Cheguei ao porto velho, guiado por luces de neón. VELVET, um bar, um lugar onde ninguém me conhecia e entrei tremendo, ensopada, com a maquiagem borrada ea alma quebrada, aproximei-me do balcão, sentindo os olhares de deboche.
— Um uísque duplo — pedi com voz quebrada.
Bebi o licor como se fosse veneno para matar a velha Nuria, arranquei o anel de diamantes eo joguei sobre a madeira.
— ¿Noite ruim? — perguntou uma voz ao mi lado.
Girei a cabeça.
Na penumbra, um homem me observava, não podia ver bem seu rosto, apenas uns olhos cinzentos, tormentosos e profundos, mas o que me impactu não foi seu olhar, mas como me olhava, não havia nojo, não havia deboche, seus olhos percorreram meu vestido molhado, detendo-se em meu peito arfante, em minha cintura, em meus quadris e vi… fome, um deseo cru e escuro que me fez estremecer.

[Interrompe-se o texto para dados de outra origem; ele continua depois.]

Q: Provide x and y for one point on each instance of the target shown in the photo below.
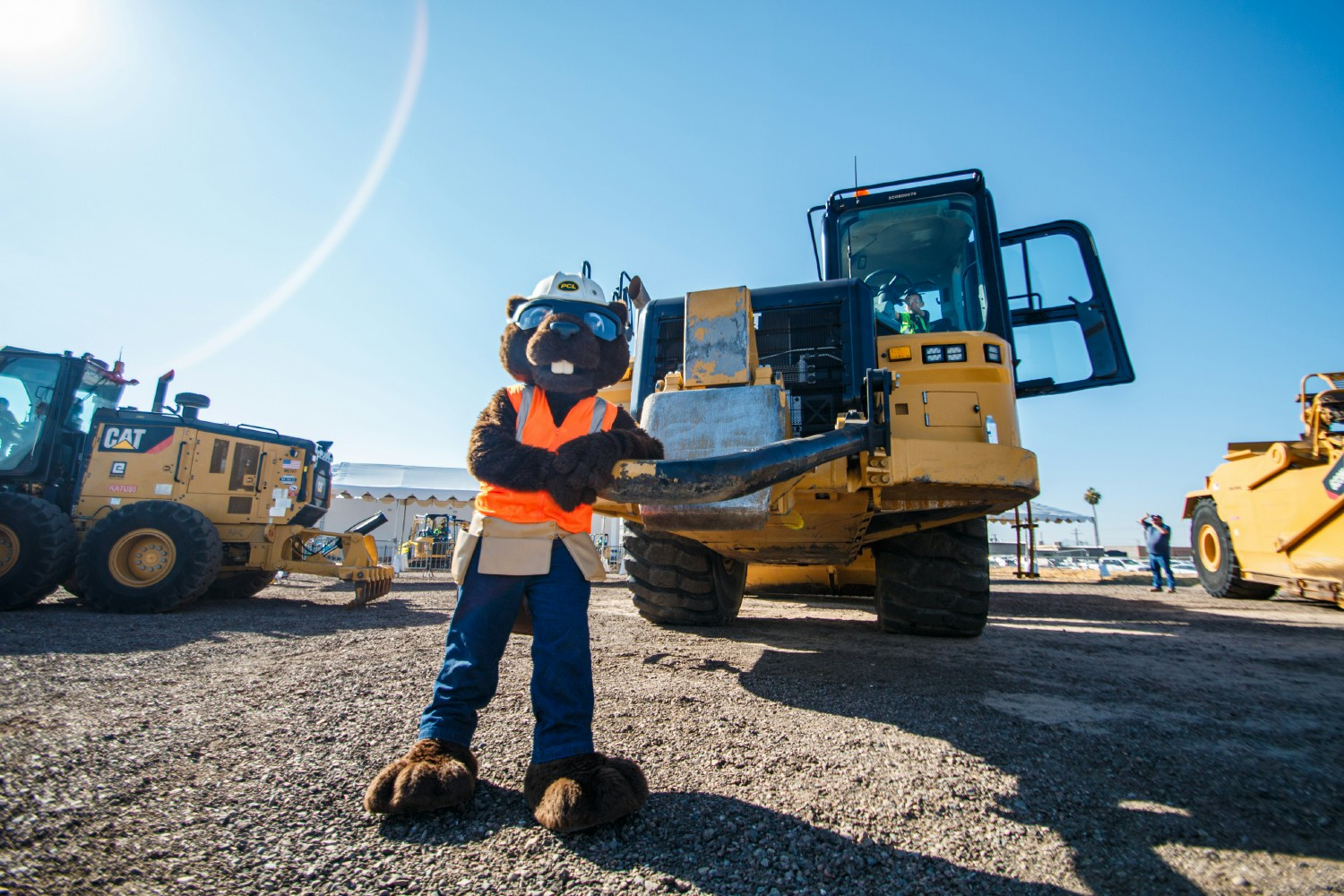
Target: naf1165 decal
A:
(1335, 479)
(139, 440)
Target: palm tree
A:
(1093, 497)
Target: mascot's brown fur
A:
(577, 791)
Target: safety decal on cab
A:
(1335, 479)
(140, 440)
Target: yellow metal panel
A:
(952, 409)
(719, 338)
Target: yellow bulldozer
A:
(1269, 517)
(849, 435)
(145, 511)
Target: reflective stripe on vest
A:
(524, 409)
(537, 427)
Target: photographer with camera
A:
(1159, 538)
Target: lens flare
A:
(309, 266)
(42, 30)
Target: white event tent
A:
(359, 490)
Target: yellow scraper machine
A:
(145, 511)
(849, 435)
(1271, 516)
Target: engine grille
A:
(804, 344)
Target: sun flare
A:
(42, 30)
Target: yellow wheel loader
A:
(144, 511)
(432, 544)
(1269, 517)
(849, 435)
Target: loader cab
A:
(46, 408)
(933, 258)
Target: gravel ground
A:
(1098, 737)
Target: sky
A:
(373, 180)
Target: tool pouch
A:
(521, 548)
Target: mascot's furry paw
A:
(582, 791)
(581, 468)
(433, 774)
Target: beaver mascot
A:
(542, 450)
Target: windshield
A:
(921, 261)
(27, 389)
(96, 392)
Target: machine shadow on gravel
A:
(281, 611)
(712, 842)
(1085, 723)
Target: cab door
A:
(1064, 331)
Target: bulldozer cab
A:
(930, 254)
(46, 406)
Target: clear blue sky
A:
(166, 167)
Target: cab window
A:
(27, 395)
(927, 250)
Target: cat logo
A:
(148, 440)
(123, 440)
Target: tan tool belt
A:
(521, 548)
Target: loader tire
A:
(37, 549)
(1215, 562)
(234, 586)
(935, 583)
(679, 582)
(148, 557)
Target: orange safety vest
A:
(535, 427)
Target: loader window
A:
(246, 462)
(94, 392)
(27, 392)
(929, 247)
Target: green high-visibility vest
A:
(913, 323)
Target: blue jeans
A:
(1158, 564)
(562, 664)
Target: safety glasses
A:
(604, 324)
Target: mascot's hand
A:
(570, 495)
(588, 460)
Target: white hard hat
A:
(573, 288)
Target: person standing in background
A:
(1158, 535)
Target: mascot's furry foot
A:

— Não tens ideia — respondi, hipnotizada por esse olhar que parecia despir-me e adorar-me ao mesmo tempo.
Não sabia quem era, não sabia que esse homem era o dono da cidade, nem que carregava meu mesmo sobrenome político, apenas soube que, por primeira vez na minha vida, alguém me olhava como se eu fosse o pecado mais delicioso do mundo.
E eu estava pronta para deixar-me devorar.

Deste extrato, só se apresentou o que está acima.